Menurut Sjafrie, terdapat pembagian kewenangan jelas antara menteri dengan Panglima TNI. Ia menambahkan, dirinya hanya menyaksikan langkah itu melalui siaran televisi.
TNI Konsultasi ke Polda Metro
Sehari sebelumnya, sejumlah perwira TNI mendatangi Polda Metro Jaya untuk berkonsultasi mengenai dugaan tindak pidana oleh Ferry Irwandi.
Mereka antara lain Dansatsiber TNI Brigjen Juinta Omboh Sembiring, Danpuspom TNI Mayjen Yusri Nuryanto, dan Kapuspen TNI Brigjen Freddy Ardianzah.
“Kami temukan beberapa fakta dugaan tindak pidana dari patroli siber. Karena itu kami konsultasi ke polisi,” kata Sembiring, Senin (8/9).

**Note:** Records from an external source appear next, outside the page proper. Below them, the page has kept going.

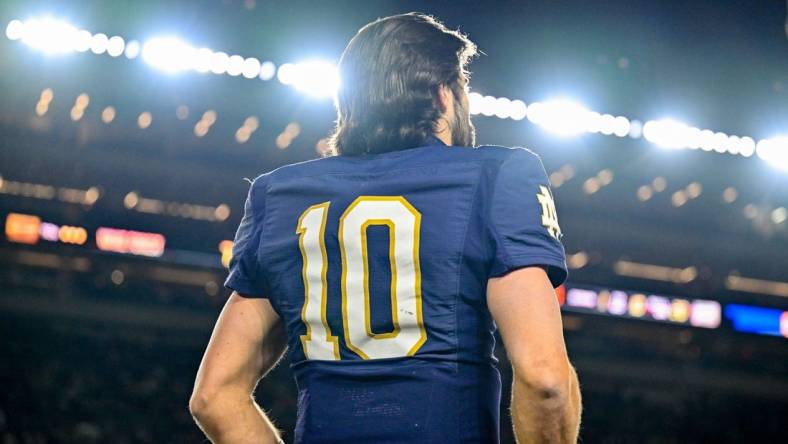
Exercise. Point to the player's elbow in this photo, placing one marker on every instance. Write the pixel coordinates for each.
(199, 405)
(205, 405)
(549, 382)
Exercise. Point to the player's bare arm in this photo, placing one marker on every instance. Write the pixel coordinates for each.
(248, 340)
(545, 393)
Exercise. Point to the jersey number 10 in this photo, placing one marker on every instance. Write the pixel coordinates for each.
(403, 222)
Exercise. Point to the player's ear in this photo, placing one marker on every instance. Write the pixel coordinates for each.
(445, 98)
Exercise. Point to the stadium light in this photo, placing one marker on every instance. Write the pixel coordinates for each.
(669, 133)
(169, 54)
(316, 78)
(563, 117)
(320, 79)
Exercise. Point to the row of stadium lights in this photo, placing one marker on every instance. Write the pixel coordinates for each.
(201, 128)
(563, 117)
(678, 198)
(557, 178)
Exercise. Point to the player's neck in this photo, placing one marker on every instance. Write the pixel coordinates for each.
(444, 136)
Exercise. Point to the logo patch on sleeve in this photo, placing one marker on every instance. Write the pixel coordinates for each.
(549, 215)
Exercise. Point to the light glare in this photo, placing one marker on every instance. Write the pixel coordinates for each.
(563, 117)
(169, 54)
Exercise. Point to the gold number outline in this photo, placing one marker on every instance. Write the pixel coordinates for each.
(416, 265)
(301, 231)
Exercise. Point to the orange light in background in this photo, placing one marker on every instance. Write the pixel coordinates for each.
(130, 242)
(226, 248)
(72, 235)
(22, 228)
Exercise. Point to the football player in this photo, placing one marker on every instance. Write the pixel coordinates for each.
(387, 268)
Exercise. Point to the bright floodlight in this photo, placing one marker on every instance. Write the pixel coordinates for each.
(267, 71)
(315, 78)
(115, 46)
(48, 35)
(14, 30)
(251, 68)
(774, 151)
(169, 54)
(563, 117)
(669, 133)
(132, 49)
(475, 103)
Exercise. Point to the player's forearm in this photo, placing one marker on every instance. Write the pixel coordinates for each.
(234, 420)
(546, 414)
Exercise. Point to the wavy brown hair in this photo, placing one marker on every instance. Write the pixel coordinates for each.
(391, 72)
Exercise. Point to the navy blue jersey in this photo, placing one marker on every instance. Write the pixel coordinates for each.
(378, 267)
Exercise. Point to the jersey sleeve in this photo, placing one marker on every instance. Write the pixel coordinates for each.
(246, 274)
(522, 221)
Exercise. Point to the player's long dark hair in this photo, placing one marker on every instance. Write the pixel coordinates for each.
(391, 73)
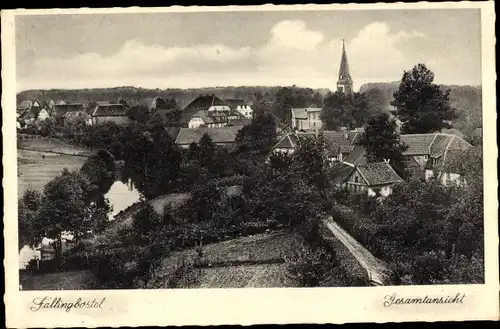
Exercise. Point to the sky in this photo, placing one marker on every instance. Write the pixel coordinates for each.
(244, 48)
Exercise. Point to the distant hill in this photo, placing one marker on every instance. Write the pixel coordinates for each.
(133, 95)
(466, 99)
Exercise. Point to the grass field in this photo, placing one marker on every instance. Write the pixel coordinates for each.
(38, 168)
(259, 247)
(47, 144)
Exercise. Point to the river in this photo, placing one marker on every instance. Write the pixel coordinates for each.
(120, 196)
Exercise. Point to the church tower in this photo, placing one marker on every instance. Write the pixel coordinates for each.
(344, 84)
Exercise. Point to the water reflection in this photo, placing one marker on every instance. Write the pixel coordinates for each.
(120, 194)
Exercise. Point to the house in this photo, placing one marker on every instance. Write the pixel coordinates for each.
(60, 110)
(356, 157)
(306, 119)
(24, 106)
(33, 112)
(224, 136)
(433, 152)
(373, 178)
(167, 114)
(240, 105)
(339, 173)
(116, 113)
(289, 143)
(338, 144)
(202, 103)
(72, 116)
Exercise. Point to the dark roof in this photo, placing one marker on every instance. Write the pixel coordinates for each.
(240, 122)
(24, 106)
(378, 174)
(62, 109)
(437, 146)
(340, 142)
(234, 103)
(301, 113)
(201, 103)
(105, 110)
(173, 132)
(187, 136)
(339, 172)
(357, 156)
(418, 144)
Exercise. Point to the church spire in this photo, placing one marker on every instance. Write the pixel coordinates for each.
(344, 84)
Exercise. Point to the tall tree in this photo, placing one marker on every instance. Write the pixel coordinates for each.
(260, 135)
(420, 104)
(290, 97)
(29, 226)
(350, 111)
(69, 206)
(382, 142)
(310, 162)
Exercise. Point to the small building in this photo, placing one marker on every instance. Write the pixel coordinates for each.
(433, 152)
(202, 103)
(116, 113)
(373, 178)
(225, 136)
(71, 117)
(60, 110)
(33, 112)
(339, 173)
(240, 105)
(306, 119)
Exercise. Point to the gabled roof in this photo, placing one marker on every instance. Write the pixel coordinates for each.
(201, 103)
(434, 145)
(339, 172)
(301, 113)
(187, 136)
(357, 156)
(234, 103)
(24, 106)
(110, 110)
(418, 144)
(62, 109)
(240, 122)
(379, 173)
(287, 142)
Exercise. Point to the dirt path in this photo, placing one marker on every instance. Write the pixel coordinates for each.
(376, 269)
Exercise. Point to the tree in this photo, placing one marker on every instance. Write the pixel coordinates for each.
(342, 110)
(47, 127)
(69, 206)
(139, 113)
(260, 135)
(310, 267)
(383, 143)
(28, 206)
(377, 103)
(290, 97)
(152, 160)
(145, 222)
(420, 104)
(310, 162)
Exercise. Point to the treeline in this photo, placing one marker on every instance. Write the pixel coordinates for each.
(134, 95)
(467, 100)
(428, 233)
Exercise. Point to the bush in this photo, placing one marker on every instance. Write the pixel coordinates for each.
(310, 267)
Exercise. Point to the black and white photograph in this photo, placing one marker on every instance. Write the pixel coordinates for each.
(249, 149)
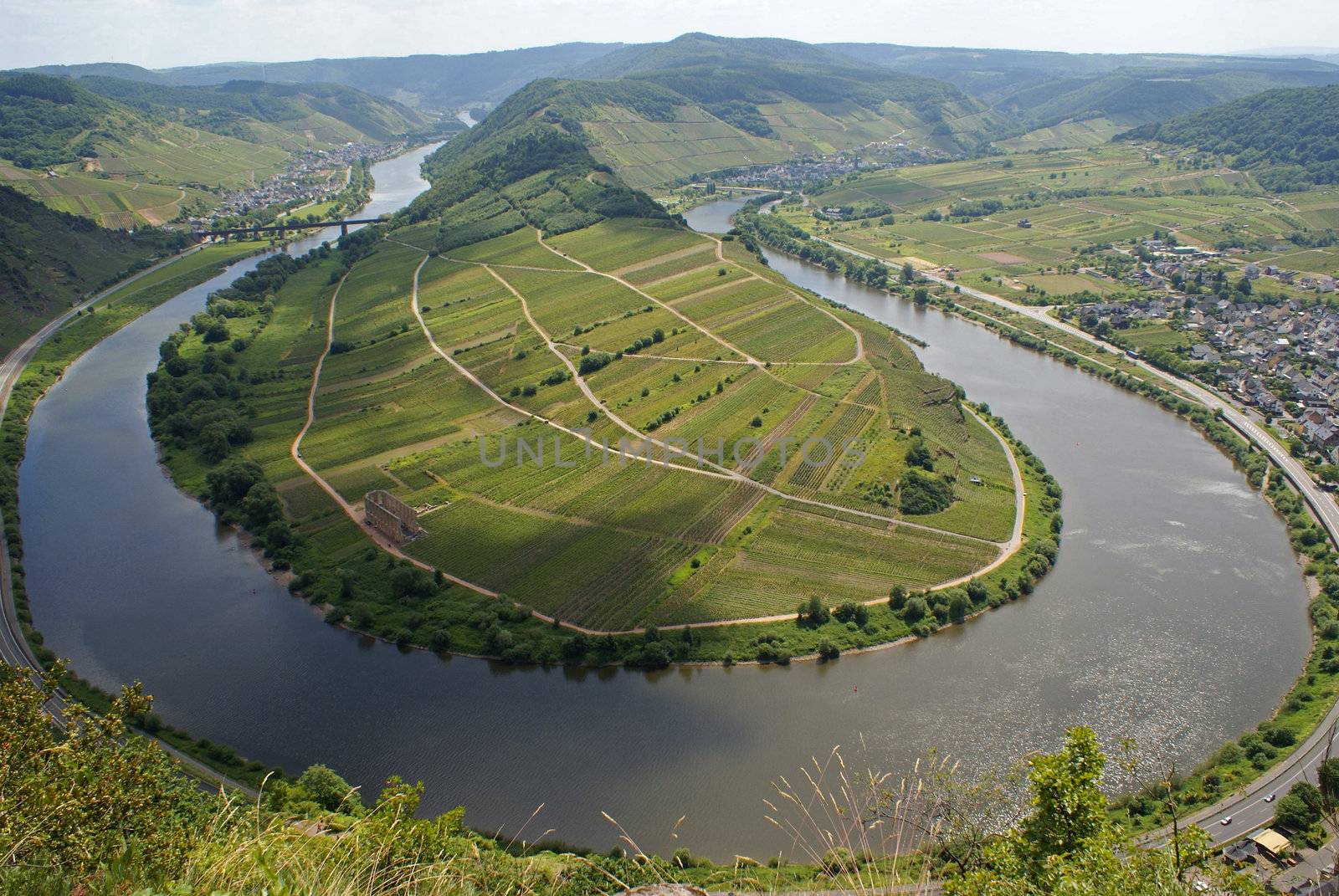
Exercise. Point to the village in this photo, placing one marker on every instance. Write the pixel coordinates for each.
(311, 176)
(1275, 351)
(810, 172)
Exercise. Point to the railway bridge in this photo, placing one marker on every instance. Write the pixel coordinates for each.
(281, 229)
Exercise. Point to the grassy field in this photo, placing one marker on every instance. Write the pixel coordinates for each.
(1075, 201)
(602, 537)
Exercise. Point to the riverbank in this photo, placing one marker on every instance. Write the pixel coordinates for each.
(1305, 710)
(358, 592)
(30, 372)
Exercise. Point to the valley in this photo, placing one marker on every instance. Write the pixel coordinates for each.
(655, 421)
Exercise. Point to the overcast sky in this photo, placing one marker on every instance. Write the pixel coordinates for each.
(180, 33)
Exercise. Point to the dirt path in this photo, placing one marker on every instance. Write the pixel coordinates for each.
(1004, 550)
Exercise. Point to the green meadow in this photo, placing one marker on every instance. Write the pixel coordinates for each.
(678, 347)
(1077, 201)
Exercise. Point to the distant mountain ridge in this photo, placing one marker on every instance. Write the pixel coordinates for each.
(1044, 89)
(1023, 90)
(1287, 138)
(658, 113)
(428, 80)
(51, 120)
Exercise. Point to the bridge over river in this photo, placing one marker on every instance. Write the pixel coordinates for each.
(256, 231)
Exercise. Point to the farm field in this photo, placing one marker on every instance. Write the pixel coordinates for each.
(151, 177)
(1075, 202)
(606, 428)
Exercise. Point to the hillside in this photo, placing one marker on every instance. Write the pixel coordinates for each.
(793, 97)
(316, 113)
(671, 111)
(1287, 138)
(126, 153)
(428, 80)
(49, 259)
(1064, 100)
(526, 164)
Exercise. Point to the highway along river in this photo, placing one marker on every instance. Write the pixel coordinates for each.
(1176, 615)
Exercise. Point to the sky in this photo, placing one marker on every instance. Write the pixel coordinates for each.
(180, 33)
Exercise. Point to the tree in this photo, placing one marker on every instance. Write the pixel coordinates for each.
(1299, 809)
(75, 800)
(1068, 845)
(1068, 804)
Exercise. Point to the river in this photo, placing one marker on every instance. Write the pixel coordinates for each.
(1176, 615)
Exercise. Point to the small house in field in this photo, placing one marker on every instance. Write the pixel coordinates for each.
(1271, 844)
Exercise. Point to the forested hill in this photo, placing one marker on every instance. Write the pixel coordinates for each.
(1085, 98)
(426, 80)
(526, 164)
(227, 109)
(776, 98)
(1287, 138)
(49, 120)
(49, 259)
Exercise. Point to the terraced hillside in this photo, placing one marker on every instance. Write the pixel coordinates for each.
(659, 113)
(49, 260)
(659, 345)
(125, 154)
(1077, 207)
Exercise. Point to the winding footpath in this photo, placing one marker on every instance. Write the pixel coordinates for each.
(1004, 550)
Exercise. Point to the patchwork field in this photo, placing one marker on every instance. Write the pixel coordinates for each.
(624, 425)
(1075, 202)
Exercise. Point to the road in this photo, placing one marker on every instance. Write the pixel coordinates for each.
(1247, 808)
(13, 646)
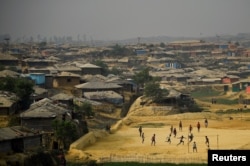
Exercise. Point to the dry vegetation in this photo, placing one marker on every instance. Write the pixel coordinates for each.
(226, 130)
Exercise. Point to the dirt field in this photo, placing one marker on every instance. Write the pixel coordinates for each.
(125, 144)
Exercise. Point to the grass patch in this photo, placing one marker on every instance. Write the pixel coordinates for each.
(227, 101)
(150, 164)
(205, 92)
(231, 111)
(151, 125)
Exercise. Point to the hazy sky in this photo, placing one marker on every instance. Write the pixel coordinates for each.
(122, 19)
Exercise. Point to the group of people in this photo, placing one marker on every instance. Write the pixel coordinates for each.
(173, 132)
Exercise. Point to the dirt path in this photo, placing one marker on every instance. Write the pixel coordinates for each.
(125, 144)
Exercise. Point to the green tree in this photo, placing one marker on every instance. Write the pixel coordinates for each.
(104, 66)
(22, 87)
(115, 71)
(65, 132)
(162, 44)
(85, 108)
(142, 77)
(152, 90)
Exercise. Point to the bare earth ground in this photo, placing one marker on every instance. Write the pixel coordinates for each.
(124, 143)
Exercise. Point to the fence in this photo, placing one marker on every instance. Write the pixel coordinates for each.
(151, 159)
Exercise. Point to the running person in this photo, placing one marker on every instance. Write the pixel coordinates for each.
(206, 123)
(194, 147)
(198, 126)
(181, 140)
(153, 140)
(207, 141)
(143, 137)
(180, 126)
(169, 139)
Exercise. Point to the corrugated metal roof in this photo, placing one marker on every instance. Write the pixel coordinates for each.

Ia juga mengaku sempat mencoba menghubungi Ferry, namun tidak mendapat respons.
Ferry Bantah dan Siap Jalani Hukum
Melalui akun Instagram pribadinya, Ferry Irwandi membantah tuduhan tersebut. Ia menyatakan siap menghadapi proses hukum jika diperlukan.
“Kalau tindakan ini dianggap bikin saya takut, tidak. Kalau memang mau diproses hukum, ya kita jalani bersama,” ujar Ferry.
Ferry juga membantah klaim TNI bahwa dirinya tidak bisa dihubungi. Menurutnya, ia tidak pernah menerima pesan atau panggilan dari pihak TNI.
Kritik dari Masyarakat Sipil
Langkah TNI tersebut menuai kritik dari berbagai kelompok masyarakat sipil, termasuk Imparsial, Setara Institute, dan Amnesty International Indonesia.
Koalisi masyarakat sipil menilai tindakan TNI di luar kewenangannya serta berpotensi menimbulkan militerisasi ruang siber. Mereka meminta kepolisian tidak memproses laporan TNI terhadap Ferry maupun aktivis lainnya.
“Pelibatan TNI dalam pemantauan aktivitas sipil dapat mengancam demokrasi dan negara hukum,” bunyi pernyataan koalisi, Selasa (9/9).
Sementara itu, Usman Hamid, Direktur Eksekutif Amnesty International Indonesia, menilai tindakan Dansatsiber TNI tidak patut. Ia mendesak Panglima TNI dan Menhan segera mengoreksi langkah tersebut.